The questions were harmless at first, which I answered with dazzling smiles. Then she finally asked with a condescending sneer: "so how come you are not a gentleman?” Now, I have been described as a ‘gentleman’ especially by members of the opposite sex, and rightly so – because it is true (naysayers – please, get thee behind me, before I add 'satan'!). So you can imagine the bewildered look I cast at her when she bluntly asked that. I was shocked not at her ‘verdict’ per se, but her reason for reaching that conclusion. “You have a very strong sense of fashion…you speak well…and also a very good smile/laughter giver. I have heard some people in the company pay glowing tributes about your chivalry”, she reminded me. My sheepish smile was short-lived. “However, I think otherwise….yours’, I’m afraid, is dead!” she ‘boomed’ like she studied under the feet of ex-president Jerry John Rawlings. I felt my face looking funny.

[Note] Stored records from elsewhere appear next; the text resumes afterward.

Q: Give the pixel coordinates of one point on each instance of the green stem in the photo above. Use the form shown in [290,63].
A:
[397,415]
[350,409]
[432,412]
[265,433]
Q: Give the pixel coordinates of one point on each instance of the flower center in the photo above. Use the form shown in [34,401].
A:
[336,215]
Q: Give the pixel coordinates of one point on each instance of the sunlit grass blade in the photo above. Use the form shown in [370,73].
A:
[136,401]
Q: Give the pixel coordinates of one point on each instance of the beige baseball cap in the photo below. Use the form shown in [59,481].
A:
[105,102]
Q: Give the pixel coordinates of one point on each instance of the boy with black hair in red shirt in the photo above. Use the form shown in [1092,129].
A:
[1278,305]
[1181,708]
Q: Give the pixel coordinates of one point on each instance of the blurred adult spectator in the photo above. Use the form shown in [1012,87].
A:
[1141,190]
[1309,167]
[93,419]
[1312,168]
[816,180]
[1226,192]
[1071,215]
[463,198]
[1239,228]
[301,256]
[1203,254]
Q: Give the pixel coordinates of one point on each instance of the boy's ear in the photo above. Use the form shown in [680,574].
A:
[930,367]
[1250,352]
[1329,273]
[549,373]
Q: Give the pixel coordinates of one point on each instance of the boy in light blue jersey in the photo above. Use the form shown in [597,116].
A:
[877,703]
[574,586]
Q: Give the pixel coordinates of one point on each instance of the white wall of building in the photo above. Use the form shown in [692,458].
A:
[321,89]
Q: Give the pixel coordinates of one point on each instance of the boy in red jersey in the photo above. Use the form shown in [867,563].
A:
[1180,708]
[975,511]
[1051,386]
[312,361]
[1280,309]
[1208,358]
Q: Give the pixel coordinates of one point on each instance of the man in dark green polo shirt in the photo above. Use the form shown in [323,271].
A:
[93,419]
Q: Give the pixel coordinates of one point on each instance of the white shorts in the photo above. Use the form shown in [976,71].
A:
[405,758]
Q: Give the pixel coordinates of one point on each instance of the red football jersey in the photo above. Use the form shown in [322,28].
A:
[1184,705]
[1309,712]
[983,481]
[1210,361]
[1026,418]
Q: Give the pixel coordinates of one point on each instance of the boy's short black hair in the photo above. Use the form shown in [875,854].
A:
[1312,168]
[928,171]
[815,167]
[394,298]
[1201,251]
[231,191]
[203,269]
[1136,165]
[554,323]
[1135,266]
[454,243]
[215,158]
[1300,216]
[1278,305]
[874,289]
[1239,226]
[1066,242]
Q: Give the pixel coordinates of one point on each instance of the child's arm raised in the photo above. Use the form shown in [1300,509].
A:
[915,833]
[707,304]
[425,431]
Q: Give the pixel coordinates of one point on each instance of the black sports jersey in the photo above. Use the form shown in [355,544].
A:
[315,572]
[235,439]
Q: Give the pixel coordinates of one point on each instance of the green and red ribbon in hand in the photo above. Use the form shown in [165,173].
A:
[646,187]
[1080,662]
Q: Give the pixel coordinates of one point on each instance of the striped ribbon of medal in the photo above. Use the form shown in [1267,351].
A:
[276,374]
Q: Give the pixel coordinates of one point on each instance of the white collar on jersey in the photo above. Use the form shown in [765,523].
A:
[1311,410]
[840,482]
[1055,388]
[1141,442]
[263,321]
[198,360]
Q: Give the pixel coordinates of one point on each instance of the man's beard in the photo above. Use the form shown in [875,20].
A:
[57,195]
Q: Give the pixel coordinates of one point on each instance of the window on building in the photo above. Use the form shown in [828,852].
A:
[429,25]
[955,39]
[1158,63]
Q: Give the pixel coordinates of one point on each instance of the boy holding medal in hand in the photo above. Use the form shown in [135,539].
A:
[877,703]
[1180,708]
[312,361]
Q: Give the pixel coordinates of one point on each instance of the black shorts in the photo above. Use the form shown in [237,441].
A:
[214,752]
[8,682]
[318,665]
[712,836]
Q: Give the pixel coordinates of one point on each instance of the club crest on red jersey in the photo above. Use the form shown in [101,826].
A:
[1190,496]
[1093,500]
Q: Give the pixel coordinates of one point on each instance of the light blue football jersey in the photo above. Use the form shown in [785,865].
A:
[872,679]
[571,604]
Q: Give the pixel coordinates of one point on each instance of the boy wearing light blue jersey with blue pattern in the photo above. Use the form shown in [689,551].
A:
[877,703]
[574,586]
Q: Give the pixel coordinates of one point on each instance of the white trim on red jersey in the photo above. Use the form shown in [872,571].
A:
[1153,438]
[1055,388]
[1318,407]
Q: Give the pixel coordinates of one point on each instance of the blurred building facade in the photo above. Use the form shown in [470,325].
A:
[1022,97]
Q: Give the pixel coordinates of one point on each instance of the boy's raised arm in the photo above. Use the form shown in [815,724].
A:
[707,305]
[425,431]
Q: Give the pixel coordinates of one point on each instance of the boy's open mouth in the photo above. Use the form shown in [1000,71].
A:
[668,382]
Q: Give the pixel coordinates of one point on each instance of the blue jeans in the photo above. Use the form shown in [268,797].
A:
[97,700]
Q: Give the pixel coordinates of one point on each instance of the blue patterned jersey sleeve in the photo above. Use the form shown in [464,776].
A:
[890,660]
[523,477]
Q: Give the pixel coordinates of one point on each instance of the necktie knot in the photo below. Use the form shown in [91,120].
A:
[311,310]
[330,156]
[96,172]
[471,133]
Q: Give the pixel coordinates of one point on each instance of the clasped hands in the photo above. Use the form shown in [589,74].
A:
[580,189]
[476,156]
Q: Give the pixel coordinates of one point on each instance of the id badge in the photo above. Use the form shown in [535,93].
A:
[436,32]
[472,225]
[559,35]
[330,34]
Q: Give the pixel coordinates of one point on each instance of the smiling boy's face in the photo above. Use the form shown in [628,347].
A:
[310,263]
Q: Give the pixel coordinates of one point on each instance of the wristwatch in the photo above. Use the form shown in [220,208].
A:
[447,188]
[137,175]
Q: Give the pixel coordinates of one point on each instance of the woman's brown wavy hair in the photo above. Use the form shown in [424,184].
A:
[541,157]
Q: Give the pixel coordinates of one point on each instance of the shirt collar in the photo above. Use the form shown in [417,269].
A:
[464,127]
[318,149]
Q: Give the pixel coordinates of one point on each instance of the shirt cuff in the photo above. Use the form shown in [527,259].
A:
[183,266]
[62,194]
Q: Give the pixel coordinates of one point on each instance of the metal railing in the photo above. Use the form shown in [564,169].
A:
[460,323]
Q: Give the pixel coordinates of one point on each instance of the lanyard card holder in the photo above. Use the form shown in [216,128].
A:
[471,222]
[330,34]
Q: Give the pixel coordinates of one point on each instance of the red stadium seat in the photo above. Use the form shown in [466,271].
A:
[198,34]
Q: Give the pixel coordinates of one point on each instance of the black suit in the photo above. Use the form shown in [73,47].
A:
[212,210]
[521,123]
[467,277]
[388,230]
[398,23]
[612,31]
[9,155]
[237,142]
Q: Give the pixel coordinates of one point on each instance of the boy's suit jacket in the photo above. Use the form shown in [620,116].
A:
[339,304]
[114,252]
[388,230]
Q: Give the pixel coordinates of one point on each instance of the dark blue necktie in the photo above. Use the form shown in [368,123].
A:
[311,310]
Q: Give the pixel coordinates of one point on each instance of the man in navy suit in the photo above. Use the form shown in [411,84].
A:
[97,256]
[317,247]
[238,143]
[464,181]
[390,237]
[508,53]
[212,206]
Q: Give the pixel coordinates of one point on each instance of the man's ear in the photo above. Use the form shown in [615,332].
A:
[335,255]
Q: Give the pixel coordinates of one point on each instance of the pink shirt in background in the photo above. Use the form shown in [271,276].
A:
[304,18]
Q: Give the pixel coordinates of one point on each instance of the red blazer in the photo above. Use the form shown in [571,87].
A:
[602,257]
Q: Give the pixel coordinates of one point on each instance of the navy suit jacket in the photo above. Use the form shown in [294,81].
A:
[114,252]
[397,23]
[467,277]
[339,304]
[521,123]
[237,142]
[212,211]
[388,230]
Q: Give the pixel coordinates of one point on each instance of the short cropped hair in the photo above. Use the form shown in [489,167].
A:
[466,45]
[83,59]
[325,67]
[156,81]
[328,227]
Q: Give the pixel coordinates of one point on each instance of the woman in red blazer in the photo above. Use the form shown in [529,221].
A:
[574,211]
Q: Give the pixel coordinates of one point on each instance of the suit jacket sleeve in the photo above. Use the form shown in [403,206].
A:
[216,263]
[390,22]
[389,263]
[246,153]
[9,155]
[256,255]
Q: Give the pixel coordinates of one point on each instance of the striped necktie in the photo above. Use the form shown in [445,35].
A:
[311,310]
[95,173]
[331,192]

Her reason? Although I’m always seated in the office when she comes and even engage her in conversations, never had I bothered to help her get the files from the cabinet even when I see her sometimes using the sole of her stilettos to bring a file down. With eggs on my face, I turned my now heavy self towards my office, but she continued: “a true gentleman, in my opinion, is not the one who only dresses smart, wears a good perfume or talks smoothly like you do…he is the fellow who goes out of his way to do even the mundane things for women, when they least expect it. It is on the inside, not on the outside.” This is a direct transliteration of what she told me in vernacular interlaced with English (and she’s not even Fante...lol). Even though that did [does] not describe me, I offered no rebuttals. I watched her walk away until she rounded the corner. As my senior, Jeremiah Buabeng usually says in his motivational posts on social media, “I observed and took instruction”.

Dear reader, although I knew, it was forcefully reechoed to me that what we do on the outside is only an outward manifestation of what happens on the inside. Some people are successful in its suppression early on, but it eventually comes out – like pregnancy. People will be watching when it finally does come out, usually at moments when we might be oblivious about its occurrence.

A good name, the Good Book says, is better than riches. It is able to open doors for you in your lifetime and many more for your descendants long after your grinders cease. Although on almost all instances the lady had come to my office, I was genuinely oblivious of goings-on with regards to her work after the ‘school fans’ are done, I am still expected to bring down the files as a ‘true’ gentleman will. Now, I do not know what she says when she hears another speak favourably about my chivalry in my absence, but what I do know is that some repairable damage has been done to my reputation in her books. To successfully correct that erroneous notion, I need to work harder. I reckon it isn't entirely true that we never get a second chance to make a first impression. We do, except that it is to correct the first impression. And it takes real effort to do that, I kid you not. Now, I eavesdrop on another’s conversation with my office partner just to know whether a file needs to be fetched from up the cabinet. 

And note sadly that we are unable to afford an opportunity not to care about the opinions others have about us. We live in a world where many lives have been shattered and sometimes lost just because others held erroneous impressions of victims.

So will the true gentleman please step forward?